The famous boxer Muhammad Ali made a terrific quote about this: “Friendship is the hardest thing in the world to explain. It’s not something you learn in school, but if you haven’t learned the meaning of friendship, you haven’t learned anything.” There are specific types of friends: Acquaintances, casual friends, close friends, and intimate (deep personal connection, emotional support, trusted and understanding) friends. A friend can be with you for a reason, a season, or a lifetime. In the last eight years, FIVE of my closest friends have died (motorcycle accident, stroke, cancer, drunk driver, heart attack). Four were sudden losses, a huge void after 30, 40, 50 years!

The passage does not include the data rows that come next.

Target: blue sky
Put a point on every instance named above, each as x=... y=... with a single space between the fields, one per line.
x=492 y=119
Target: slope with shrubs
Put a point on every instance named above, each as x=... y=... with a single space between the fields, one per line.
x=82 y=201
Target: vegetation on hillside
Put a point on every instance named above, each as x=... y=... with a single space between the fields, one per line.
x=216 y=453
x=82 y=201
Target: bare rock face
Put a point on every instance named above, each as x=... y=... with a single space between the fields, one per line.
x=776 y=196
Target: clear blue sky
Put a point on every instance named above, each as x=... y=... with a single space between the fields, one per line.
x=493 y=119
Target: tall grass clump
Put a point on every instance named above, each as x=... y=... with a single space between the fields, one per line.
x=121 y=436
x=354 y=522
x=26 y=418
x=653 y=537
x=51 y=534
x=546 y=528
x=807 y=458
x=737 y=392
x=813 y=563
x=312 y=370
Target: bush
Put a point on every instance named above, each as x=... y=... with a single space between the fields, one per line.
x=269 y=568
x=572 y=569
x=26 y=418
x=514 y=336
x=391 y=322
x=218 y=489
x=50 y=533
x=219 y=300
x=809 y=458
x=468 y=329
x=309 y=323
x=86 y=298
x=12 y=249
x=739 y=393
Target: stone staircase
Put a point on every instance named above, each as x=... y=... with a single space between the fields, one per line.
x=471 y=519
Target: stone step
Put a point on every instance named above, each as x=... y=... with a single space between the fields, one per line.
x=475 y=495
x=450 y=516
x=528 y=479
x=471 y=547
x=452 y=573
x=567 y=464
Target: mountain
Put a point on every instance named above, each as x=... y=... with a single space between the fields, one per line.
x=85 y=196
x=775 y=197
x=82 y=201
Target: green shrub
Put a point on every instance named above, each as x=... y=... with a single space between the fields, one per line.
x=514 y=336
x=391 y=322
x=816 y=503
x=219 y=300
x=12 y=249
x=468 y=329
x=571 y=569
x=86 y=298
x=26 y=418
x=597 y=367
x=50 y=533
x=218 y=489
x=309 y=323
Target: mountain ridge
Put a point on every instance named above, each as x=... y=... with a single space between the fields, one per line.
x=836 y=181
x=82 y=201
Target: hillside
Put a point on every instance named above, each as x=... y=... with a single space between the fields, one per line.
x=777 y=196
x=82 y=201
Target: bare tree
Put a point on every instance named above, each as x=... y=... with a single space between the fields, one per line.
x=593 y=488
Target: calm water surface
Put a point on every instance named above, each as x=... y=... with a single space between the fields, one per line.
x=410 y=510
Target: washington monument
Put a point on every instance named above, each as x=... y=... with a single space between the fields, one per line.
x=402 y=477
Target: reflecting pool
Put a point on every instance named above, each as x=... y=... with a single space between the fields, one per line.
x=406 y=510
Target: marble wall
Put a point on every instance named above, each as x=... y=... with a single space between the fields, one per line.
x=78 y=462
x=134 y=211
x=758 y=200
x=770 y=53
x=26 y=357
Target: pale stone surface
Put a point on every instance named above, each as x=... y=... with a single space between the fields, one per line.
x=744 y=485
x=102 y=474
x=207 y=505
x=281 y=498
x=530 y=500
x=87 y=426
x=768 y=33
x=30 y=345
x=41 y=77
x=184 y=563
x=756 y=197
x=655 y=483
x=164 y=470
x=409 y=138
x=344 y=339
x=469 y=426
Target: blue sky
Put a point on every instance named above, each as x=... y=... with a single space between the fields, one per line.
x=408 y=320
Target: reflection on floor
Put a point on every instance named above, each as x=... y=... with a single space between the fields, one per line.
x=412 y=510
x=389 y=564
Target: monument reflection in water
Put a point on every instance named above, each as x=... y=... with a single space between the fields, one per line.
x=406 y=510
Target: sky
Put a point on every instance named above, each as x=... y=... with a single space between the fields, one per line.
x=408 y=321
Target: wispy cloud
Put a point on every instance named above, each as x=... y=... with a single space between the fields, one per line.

When I was a single working girl in New York City, I rode the subway to work every day. All kinds of crazies were on the subway. Once, a man on a skateboard, with handicapped legs, traversed every car on the subway. He would silently hand out a business card which read, “Give me $0.50 and we will be friends,” then he would circle back around to collect his money. I was living on a shoestring at the time, and when he came back in front of me with his hand out, I shook my head as a ‘no thanks,’ so he punched me in the face. After that, everyone ‘became’ his friend!
What is a fair-weather friend? One who is with you in the good times but disappears when the going gets tough. Other subgroups of friends include boyfriend, girlfriend, BFF, friends with benefits, situationships, soulmate, confidante, buddy, work friends, church friends, schoolfriends, hobby friends, club friends and so forth.
They say “laughter is the best medicine.” Why is that? Because it is a physical and emotional response. Because it relieves stress, boosts your immune system and improves mood. It stimulates your heart, lungs and muscles. Oxygen intake increases endorphins. The benefits of friendship offer all of that, plus friends motivate and support us, prevent loneliness, make us feel good and have someone to share experiences. They say that friends are the family that you get to pick! Remember the ten years of the hit TV show Friends? The actress Audrey Hepburn is credited with saying, “Laughter is and always will be the best form of therapy.” And author Madeleine L’Engle believes, “A good laugh heals a lot of hurts.” Last week, a bright yellow car passed me; the license plate simply read OMG LOL (Oh My Gosh Laugh Out Loud). I loved the message and the sunshiny car driving that message all over town.
There is a Christian hymn entitled “What a friend we have in Jesus.” An 1855 poem, sung famously by Alan Jackson. “Can we find a friend so faithful?” Jesus will always love you, even if no one else does!